Çokgöz Köprüsü, Kayseri
- Tür: Köprü
- Kültür: Anadolu Selçuklu, Bizans
- Yüzyıl: 13. yy
- Bölge: Türkiye, İç Anadolu Bölgesi, Kayseri, Kocasinan
- Durum: Su Altında
Çokgöz Köprüsü, Kayseri’nin Erkilet bucağının kuzeybatısında, Kızılırmak üzerinde yer alan tarihî ve mimari açıdan değerli bir yapıdır. Kayseri-Yozgat yolu üzerindeki önemli ulaşım güzergâhlarından biri üzerinde yer alan köprünün, bu iki şehir arasındaki geçişi sağlamak amacıyla inşa edildiği düşünülmektedir. Kesme taştan yapılmış olan köprü, doğu-batı yönünde uzanmakta olup 131,20 metre uzunluğunda, 5,50 metre genişliğindedir. 15 gözlü olan köprünün en büyük kemer açıklığı 12 metredir. Kemerlerinde traverten taşı kullanılmış, korkulukları ise yan yana dizilmiş iki sıra blok taştan oluşmuştur. İlk inşa edildiğinde kemerler sivri olarak yapılmış, ancak sonraki onarımlarda bazıları yuvarlak şekle dönüştürülmüştür.
1833–1837 yılları arasında Anadolu’da seyahat eden Fransız seyyah ve arkeolog Charles Texier’in büyük ihtimalle 1835 yılında Kayseri’ye ulaştığı anlaşılmaktadır. Bunu, 1 Ağustos 1835 depreminden söz etmesinden anlıyoruz. Texier bu deprem için şu ifadeyi kullanır: “Taxiarch köyü 1835’teki büyük depremden en çok zarar gören yer olmuş ve Kayseri’deki birçok ev ciddi şekilde hasar görmüştür.” (Köy, Erciyes Dağı’nın eteklerinde, Kayseri’nin güneybatısında yaklaşık bir günlük mesafede yer almakta olup, ‘Mimi-Sou’ adıyla anılmakta ve o dönemde harap bir hâlde bulunmaktadır.)

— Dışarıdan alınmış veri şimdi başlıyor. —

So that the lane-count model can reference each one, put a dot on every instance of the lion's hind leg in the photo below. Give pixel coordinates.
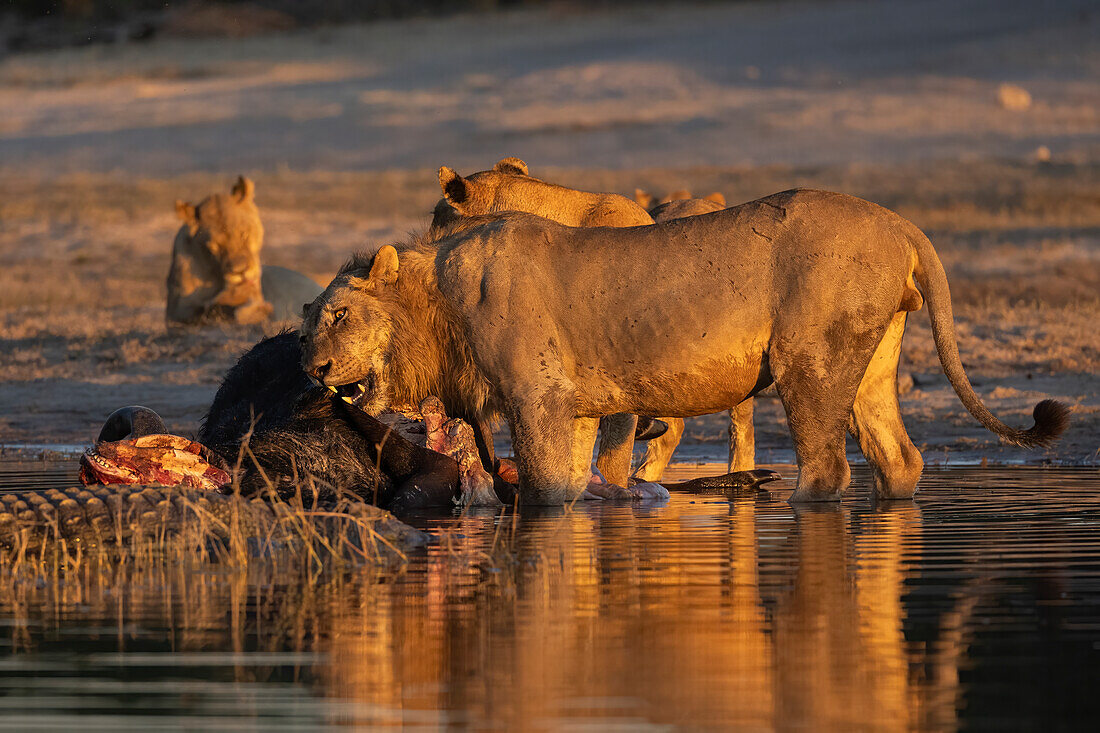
(659, 451)
(547, 439)
(817, 382)
(877, 424)
(741, 438)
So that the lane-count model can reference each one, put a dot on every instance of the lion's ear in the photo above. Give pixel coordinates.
(455, 188)
(243, 189)
(384, 267)
(513, 165)
(185, 211)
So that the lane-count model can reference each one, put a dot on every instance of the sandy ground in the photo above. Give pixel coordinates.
(342, 130)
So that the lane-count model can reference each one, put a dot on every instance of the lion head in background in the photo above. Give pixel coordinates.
(216, 269)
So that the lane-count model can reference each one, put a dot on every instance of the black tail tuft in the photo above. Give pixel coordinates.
(1052, 418)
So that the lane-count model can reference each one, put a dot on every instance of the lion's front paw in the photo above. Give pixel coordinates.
(649, 491)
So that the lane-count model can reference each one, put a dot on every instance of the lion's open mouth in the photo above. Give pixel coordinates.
(355, 393)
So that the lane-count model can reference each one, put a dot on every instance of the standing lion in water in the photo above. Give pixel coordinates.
(519, 315)
(508, 186)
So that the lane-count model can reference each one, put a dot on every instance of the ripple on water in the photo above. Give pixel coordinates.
(978, 604)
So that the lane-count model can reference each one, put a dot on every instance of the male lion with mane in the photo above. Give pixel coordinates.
(805, 288)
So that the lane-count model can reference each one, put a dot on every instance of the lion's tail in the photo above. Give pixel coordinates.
(1051, 416)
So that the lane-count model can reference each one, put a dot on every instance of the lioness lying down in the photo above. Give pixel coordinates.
(216, 273)
(523, 316)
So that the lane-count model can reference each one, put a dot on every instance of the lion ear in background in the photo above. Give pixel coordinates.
(384, 267)
(243, 189)
(513, 165)
(455, 188)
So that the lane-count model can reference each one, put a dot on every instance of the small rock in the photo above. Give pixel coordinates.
(1010, 96)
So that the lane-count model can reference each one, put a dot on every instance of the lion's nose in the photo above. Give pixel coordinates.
(319, 371)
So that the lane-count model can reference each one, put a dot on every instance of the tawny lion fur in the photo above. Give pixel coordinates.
(215, 272)
(508, 186)
(805, 288)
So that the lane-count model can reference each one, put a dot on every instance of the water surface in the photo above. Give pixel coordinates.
(976, 605)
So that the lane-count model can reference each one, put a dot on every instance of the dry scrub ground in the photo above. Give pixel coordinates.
(84, 260)
(342, 129)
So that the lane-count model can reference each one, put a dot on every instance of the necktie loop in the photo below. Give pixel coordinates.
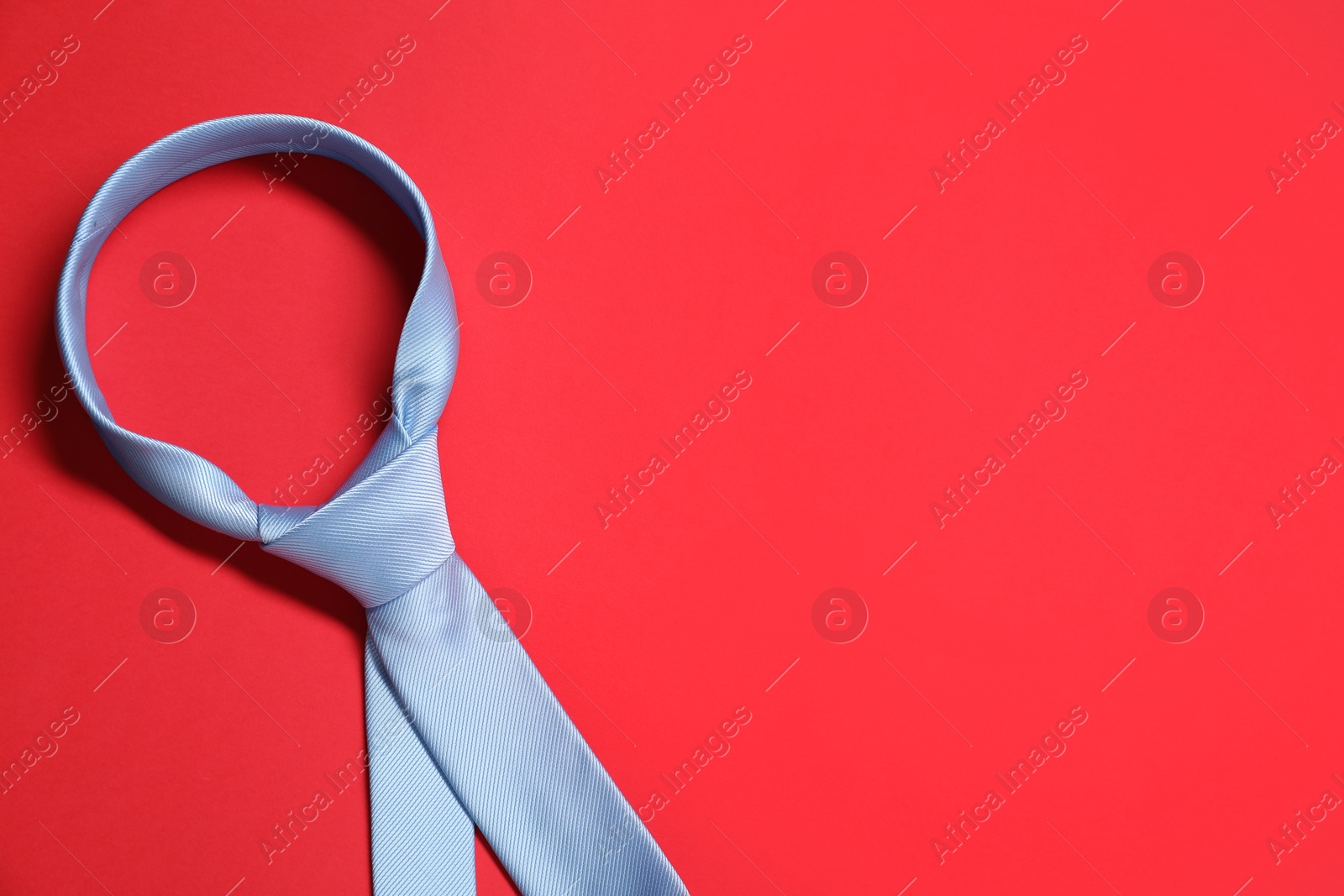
(427, 355)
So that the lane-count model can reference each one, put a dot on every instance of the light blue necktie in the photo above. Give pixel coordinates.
(461, 727)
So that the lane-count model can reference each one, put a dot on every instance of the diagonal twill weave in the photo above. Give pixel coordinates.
(463, 730)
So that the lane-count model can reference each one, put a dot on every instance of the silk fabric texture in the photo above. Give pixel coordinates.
(461, 727)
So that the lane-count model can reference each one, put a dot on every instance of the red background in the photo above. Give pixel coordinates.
(648, 298)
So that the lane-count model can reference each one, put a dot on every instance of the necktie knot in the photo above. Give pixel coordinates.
(385, 531)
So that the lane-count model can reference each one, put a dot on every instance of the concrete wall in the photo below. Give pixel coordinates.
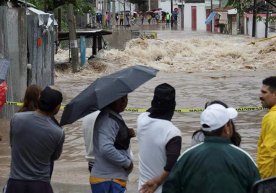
(14, 48)
(119, 38)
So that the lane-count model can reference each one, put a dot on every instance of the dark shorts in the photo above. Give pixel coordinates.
(107, 187)
(28, 186)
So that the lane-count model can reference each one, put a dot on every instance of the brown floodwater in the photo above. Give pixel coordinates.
(200, 67)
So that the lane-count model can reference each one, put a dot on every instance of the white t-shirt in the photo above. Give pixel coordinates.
(88, 123)
(153, 136)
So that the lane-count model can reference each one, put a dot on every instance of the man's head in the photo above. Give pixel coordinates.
(50, 100)
(268, 92)
(163, 102)
(215, 120)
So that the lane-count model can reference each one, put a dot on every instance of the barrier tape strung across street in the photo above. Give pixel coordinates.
(182, 110)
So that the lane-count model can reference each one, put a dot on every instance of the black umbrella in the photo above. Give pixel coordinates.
(106, 90)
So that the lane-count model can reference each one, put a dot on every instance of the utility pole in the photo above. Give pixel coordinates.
(171, 13)
(114, 14)
(254, 19)
(212, 19)
(266, 20)
(182, 15)
(125, 13)
(72, 38)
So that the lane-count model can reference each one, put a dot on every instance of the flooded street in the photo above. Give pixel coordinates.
(201, 67)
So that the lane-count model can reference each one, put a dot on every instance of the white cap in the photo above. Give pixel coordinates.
(215, 116)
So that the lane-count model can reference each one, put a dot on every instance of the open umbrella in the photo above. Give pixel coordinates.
(106, 90)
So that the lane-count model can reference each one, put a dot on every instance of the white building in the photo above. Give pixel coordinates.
(195, 11)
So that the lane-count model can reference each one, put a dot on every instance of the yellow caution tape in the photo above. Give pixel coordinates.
(183, 110)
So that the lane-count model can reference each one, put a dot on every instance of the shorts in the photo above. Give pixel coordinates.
(28, 186)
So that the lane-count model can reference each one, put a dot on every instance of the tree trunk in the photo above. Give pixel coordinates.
(72, 38)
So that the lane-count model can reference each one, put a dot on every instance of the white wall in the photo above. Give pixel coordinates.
(260, 27)
(201, 16)
(166, 5)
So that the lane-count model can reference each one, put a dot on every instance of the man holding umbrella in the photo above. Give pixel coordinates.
(111, 136)
(111, 141)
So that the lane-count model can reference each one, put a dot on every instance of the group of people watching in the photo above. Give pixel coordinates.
(214, 163)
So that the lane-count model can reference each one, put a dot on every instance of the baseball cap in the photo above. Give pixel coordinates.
(215, 116)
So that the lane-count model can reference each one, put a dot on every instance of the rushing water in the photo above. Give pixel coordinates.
(201, 67)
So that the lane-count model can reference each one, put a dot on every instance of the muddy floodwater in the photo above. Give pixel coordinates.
(201, 67)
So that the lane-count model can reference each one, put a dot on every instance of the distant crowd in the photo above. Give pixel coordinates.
(130, 18)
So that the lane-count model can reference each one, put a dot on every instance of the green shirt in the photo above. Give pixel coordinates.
(215, 166)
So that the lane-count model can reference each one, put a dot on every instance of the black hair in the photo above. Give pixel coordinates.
(271, 82)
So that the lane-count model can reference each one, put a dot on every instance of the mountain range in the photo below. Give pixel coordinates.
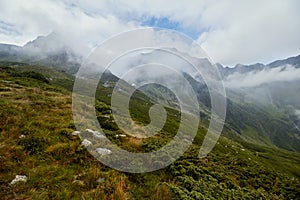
(263, 102)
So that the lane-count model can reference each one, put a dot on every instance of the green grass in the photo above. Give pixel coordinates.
(58, 167)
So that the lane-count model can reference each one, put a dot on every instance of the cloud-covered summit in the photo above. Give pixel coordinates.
(230, 31)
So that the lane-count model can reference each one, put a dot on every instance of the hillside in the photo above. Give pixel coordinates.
(36, 140)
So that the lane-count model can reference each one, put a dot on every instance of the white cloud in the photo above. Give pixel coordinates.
(252, 79)
(251, 31)
(234, 31)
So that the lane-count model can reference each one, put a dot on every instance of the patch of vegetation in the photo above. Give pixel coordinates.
(36, 140)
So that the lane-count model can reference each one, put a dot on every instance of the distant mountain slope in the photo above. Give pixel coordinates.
(48, 50)
(37, 140)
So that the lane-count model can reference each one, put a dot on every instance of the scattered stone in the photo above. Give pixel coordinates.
(96, 134)
(86, 143)
(100, 180)
(76, 133)
(103, 151)
(120, 135)
(19, 178)
(79, 182)
(22, 136)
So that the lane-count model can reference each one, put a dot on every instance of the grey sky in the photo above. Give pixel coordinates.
(230, 31)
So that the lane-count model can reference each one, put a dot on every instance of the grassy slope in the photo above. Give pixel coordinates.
(58, 167)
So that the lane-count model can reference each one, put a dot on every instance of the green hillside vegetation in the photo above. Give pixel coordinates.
(36, 140)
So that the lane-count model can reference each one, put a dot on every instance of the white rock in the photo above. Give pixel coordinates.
(19, 178)
(103, 151)
(86, 143)
(76, 133)
(121, 135)
(96, 134)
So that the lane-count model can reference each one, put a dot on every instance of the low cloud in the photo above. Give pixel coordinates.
(253, 79)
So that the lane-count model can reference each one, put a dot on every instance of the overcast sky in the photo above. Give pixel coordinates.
(230, 31)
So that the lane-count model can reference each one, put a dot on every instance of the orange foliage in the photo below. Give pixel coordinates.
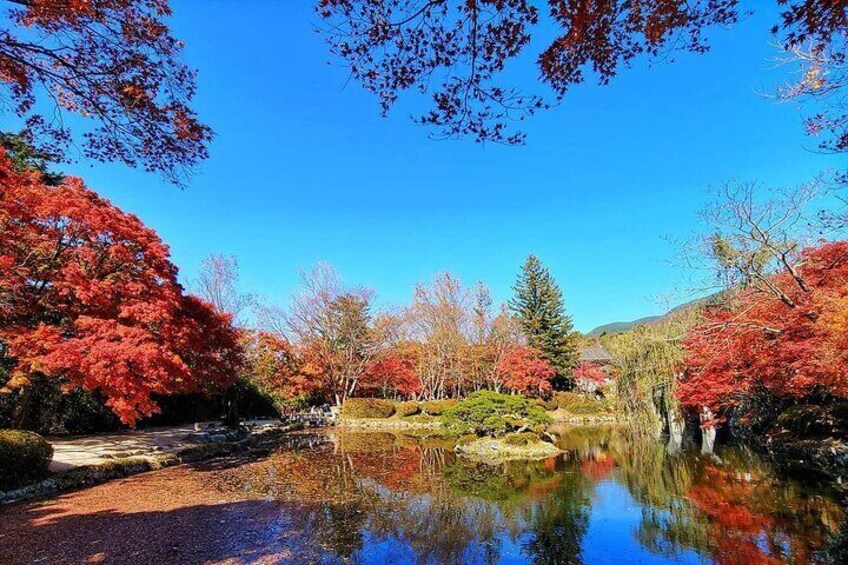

Texier’e göre köprünün tarihi kesin olarak bilinmemektedir; ancak yapının Müslüman fetihlerinden önce inşa edilmiş olması muhtemeldir. Halk arasında “Çok Göz Köprü” adıyla bilinen yapı, onun gözlemlerine göre Orta Çağ’ın son döneminde yapılmış olsa da belirgin bir ortaçağ mimari karakteri taşımaz. Ona göre köprü, Pontus ile Kapadokya arasındaki en önemli geçiş noktasıdır. Çünkü Kızılırmak çoğu yerde geçit vermediğinden, nehir yalnızca burada taş köprüyle aşılabilmekte, diğer noktalarda ise ancak ahşap köprülerle geçiş mümkündür. Bu durum, köprünün stratejik önemini ortaya koymaktadır. Mimari açıdan köprünün en dikkat çekici yönü, tonozlardaki yuvarlak kemer formudur; bu, Texier’in kanaatine göre daha eski bir döneme işaret etmektedir. İnşasında kullanılan taş malzeme volkanik kökenlidir: kemerlerde sert taş tercih edilmiş, dolgular ise kırmızı tüften yapılmıştır. Bu nedenle köprü, uzaktan bakıldığında tuğladan inşa edilmiş gibi görünmektedir.
Texier ayrıca köprünün çevresinde kayalara oyulmuş yeraltı odaları ve geçitler bulunduğunu belirtir. Pencerelerle ışık alan bu mekânlarda hem ölülerin gömüldüğüne işaret eden lahitler ve nişler, hem de yaşayanların kullandığını düşündüren ocak izleri yer almaktadır. Ancak bu mekânların tarihi belirlenememiştir. Halk ise burayı cinlerin barındığı bir yer olarak gördüğü için yaklaşmaktan kaçınmaktadır. Seyyahın dikkatini çeken bir diğer unsur da köprünün yakınındaki eski bir köyün kalıntılarıdır. Harap hâlde bulunan evler, kervansaraylar ve kiliseler, buranın geçmişte canlı bir yerleşim yeri olduğunu göstermektedir. Ancak köyün adını ne Texier ne de ona eşlik eden kılavuzlar bilmektedir. Buna rağmen bölge, onun zamanında dahi kervanların uğrak noktası olmaya devam etmiştir.
Üzerinde herhangi bir kitabe bulunmadığından, mimarı ve banisi kesin olarak bilinmemektedir. Ancak köprünün, Selçuklu Sultanı I. İzzettin Keykavus (1212–1215) döneminde yapıldığı ileri sürülmektedir. 2004 yılından itibaren su tutmaya başlayan Yamula Barajı nedeniyle köprü günümüzde sular altında kalmıştır.